BTW, the cylinder diameter is the only real difference between the MK IV and the MK V Webley models. The MK VI arrived in 1915, with a square butt. It usually has a six-inch barrel. But any of the Webley service models may have a six-inch barrel, or a four-inch one. Target models intended for use at the famous Bisley range had 7.5-inch barrels and I've never seen one that didn't also have a square butt. Bisley was the UK equivalent to our Camp Perry range.
I don't know that British smokeless ammo was loaded any "dirtier" than US ammo then, unless you mean black powder, which is indeed dirty. But Unique is pretty dirty. And it dates from that early smokeless era.

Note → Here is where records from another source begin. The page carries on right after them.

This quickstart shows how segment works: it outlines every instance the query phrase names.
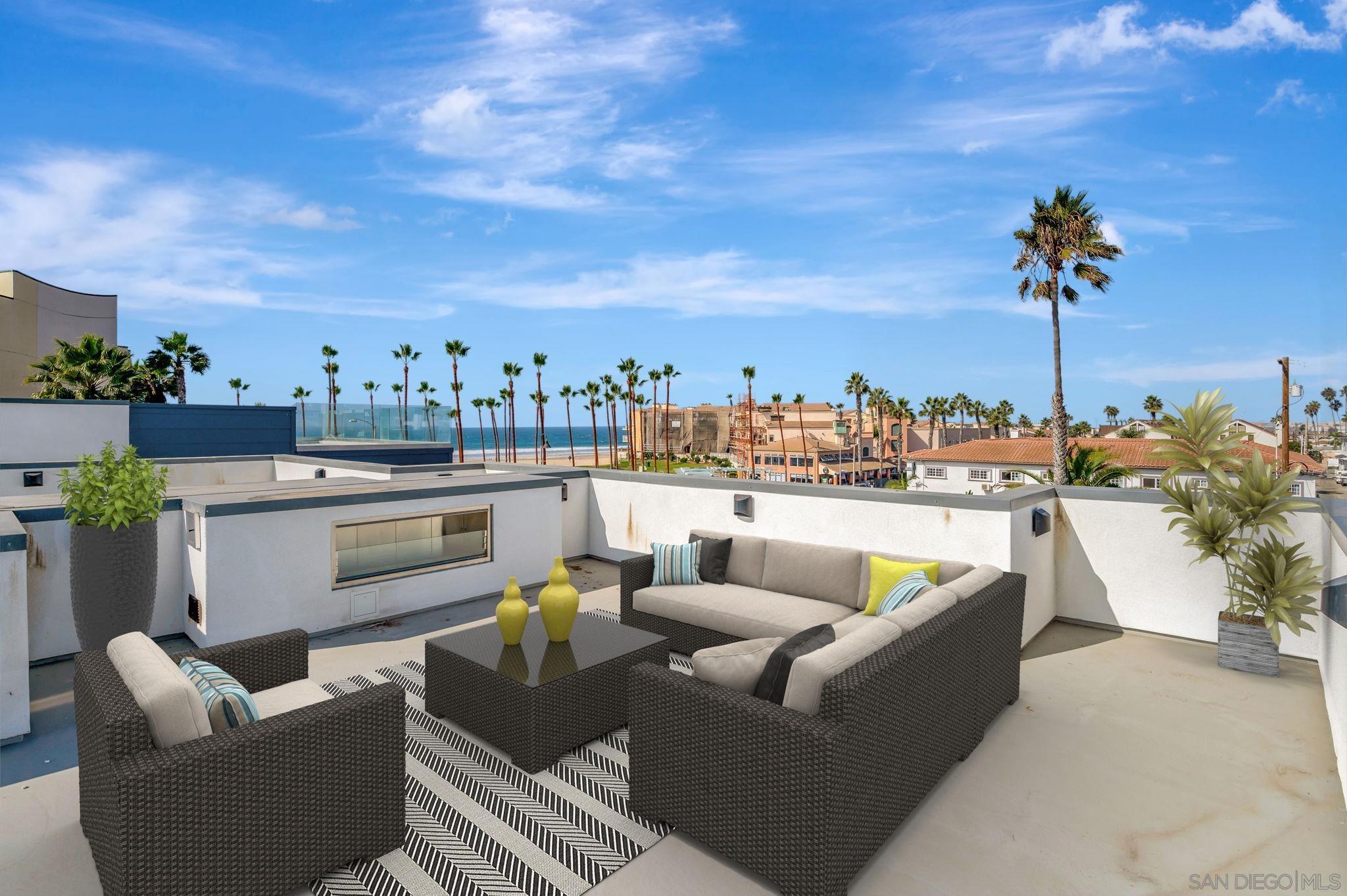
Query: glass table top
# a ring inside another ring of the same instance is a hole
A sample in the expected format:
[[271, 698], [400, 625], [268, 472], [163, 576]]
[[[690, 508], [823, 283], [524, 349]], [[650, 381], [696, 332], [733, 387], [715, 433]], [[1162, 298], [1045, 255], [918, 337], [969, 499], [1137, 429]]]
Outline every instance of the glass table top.
[[501, 640], [501, 630], [494, 623], [431, 638], [428, 643], [480, 666], [494, 669], [521, 685], [537, 687], [663, 640], [668, 639], [641, 628], [579, 613], [575, 616], [570, 640], [554, 643], [547, 640], [541, 616], [532, 612], [528, 615], [528, 626], [519, 644], [505, 644]]

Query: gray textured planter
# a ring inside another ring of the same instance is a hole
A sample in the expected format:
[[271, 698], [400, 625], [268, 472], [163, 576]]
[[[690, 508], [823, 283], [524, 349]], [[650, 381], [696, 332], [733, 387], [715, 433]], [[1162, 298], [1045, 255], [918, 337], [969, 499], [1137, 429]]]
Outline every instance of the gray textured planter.
[[150, 632], [159, 577], [159, 522], [70, 527], [70, 607], [79, 650], [128, 631]]
[[1222, 669], [1280, 675], [1281, 654], [1263, 626], [1262, 616], [1235, 622], [1220, 613], [1216, 619], [1216, 665]]

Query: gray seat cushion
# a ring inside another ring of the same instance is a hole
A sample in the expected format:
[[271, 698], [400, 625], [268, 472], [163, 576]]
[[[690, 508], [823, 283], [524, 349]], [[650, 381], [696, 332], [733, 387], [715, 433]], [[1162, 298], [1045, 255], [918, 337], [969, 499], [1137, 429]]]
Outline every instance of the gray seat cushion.
[[811, 626], [832, 624], [857, 613], [854, 607], [729, 583], [652, 585], [632, 595], [632, 607], [738, 638], [789, 638]]
[[735, 535], [709, 529], [694, 529], [688, 534], [703, 538], [733, 538], [730, 562], [725, 568], [725, 583], [727, 585], [745, 585], [748, 588], [762, 587], [762, 558], [766, 554], [766, 538]]
[[861, 552], [772, 538], [766, 542], [762, 587], [783, 595], [855, 607]]
[[[870, 600], [870, 557], [882, 557], [884, 560], [900, 560], [905, 564], [928, 564], [935, 557], [912, 557], [909, 554], [886, 554], [880, 550], [866, 550], [862, 552], [861, 557], [861, 587], [857, 589], [855, 605], [865, 609], [865, 604]], [[935, 584], [944, 585], [966, 573], [973, 572], [973, 564], [966, 564], [962, 560], [940, 560], [940, 574], [939, 581]]]

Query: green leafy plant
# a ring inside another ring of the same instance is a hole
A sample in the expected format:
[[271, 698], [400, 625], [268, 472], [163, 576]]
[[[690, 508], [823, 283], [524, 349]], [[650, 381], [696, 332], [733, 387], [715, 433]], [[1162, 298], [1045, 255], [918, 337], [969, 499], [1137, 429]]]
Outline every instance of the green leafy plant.
[[[1171, 461], [1160, 488], [1173, 503], [1169, 529], [1197, 550], [1193, 562], [1220, 560], [1226, 570], [1226, 615], [1235, 620], [1262, 618], [1273, 643], [1281, 644], [1281, 626], [1292, 634], [1313, 631], [1304, 616], [1315, 612], [1323, 588], [1323, 566], [1303, 553], [1292, 538], [1288, 517], [1316, 507], [1290, 494], [1296, 471], [1277, 474], [1262, 452], [1242, 447], [1233, 435], [1233, 405], [1222, 404], [1220, 390], [1199, 391], [1193, 404], [1165, 414], [1157, 429], [1169, 436], [1154, 455]], [[1180, 474], [1200, 474], [1199, 488]]]
[[167, 487], [167, 467], [136, 456], [135, 445], [119, 457], [110, 441], [98, 455], [79, 457], [74, 472], [61, 471], [61, 499], [71, 526], [117, 529], [159, 519]]

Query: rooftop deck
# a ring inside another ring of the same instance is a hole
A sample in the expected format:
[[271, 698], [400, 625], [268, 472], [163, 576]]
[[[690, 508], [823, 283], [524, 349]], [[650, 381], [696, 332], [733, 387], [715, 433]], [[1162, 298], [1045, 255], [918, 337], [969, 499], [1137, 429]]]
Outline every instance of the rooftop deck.
[[[617, 609], [616, 568], [578, 565], [582, 609]], [[490, 612], [473, 601], [314, 639], [310, 673], [334, 681], [418, 659], [426, 638]], [[62, 692], [39, 700], [58, 710]], [[0, 788], [0, 825], [8, 892], [100, 892], [77, 768]], [[1263, 678], [1218, 669], [1214, 644], [1057, 622], [1022, 651], [1020, 701], [850, 892], [1177, 892], [1191, 874], [1245, 872], [1347, 874], [1315, 663], [1284, 658], [1281, 677]], [[590, 892], [775, 891], [674, 833]]]

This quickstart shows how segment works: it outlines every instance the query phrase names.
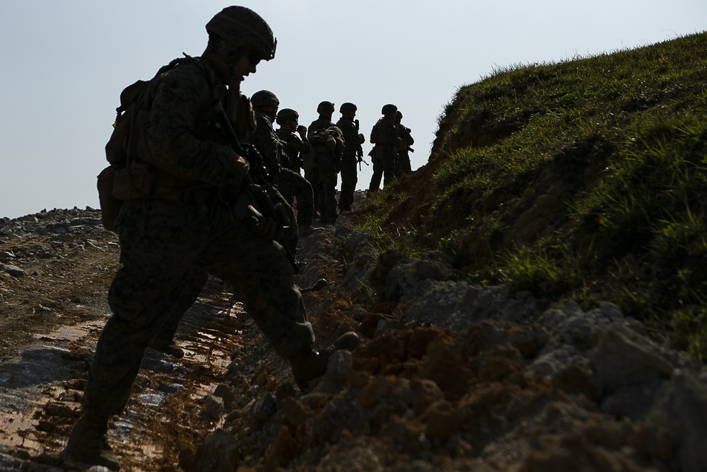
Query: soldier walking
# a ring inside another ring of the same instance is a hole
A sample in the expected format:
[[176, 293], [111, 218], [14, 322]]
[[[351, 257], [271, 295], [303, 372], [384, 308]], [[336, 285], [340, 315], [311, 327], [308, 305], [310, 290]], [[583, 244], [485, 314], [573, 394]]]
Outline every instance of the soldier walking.
[[363, 134], [358, 132], [358, 120], [354, 121], [358, 109], [354, 103], [342, 103], [339, 111], [341, 117], [337, 122], [337, 127], [344, 134], [344, 152], [339, 164], [341, 173], [341, 190], [339, 196], [339, 209], [349, 211], [354, 203], [354, 192], [358, 182], [356, 164], [358, 152], [366, 141]]
[[[250, 164], [214, 125], [214, 113], [226, 108], [236, 130], [249, 128], [252, 108], [240, 83], [261, 60], [274, 57], [275, 38], [243, 6], [224, 8], [206, 30], [200, 57], [151, 81], [148, 126], [131, 134], [140, 144], [132, 158], [140, 166], [135, 170], [151, 173], [155, 185], [123, 202], [117, 216], [122, 267], [108, 292], [112, 314], [98, 338], [83, 415], [66, 447], [76, 459], [114, 471], [120, 464], [106, 441], [109, 418], [124, 408], [145, 350], [170, 316], [185, 279], [211, 274], [237, 290], [300, 387], [326, 372], [332, 352], [313, 347], [293, 269], [273, 239], [276, 224], [252, 205], [237, 214], [227, 200], [245, 189]], [[243, 121], [235, 122], [239, 117]], [[337, 345], [349, 347], [355, 338]]]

I've never seen old Cordite ammo fired, so can't say how much smoke and residue it produced.
If your old MK I is marked "1940", it may have been rescued from an arsenal or museum and forced into emergency service after so much ordnance was lost at Dunkirk, and the British were desperate for revolvers. I think there's a good chance that it's been re-cylindered. If it was re-issued in 1940, it was probably to a Home Guard unit. Active duty troops would have had priority for MK VI .455's and the later .38 revolvers. Of course, it was at this time that S&W and Colt began sending enormous quantities of .38-200 revolvers to the UK and Commonwealth countries. These supplemented Webley and Enfield .38's, which couldn't be made fast enough to meet all expanded needs in a major war.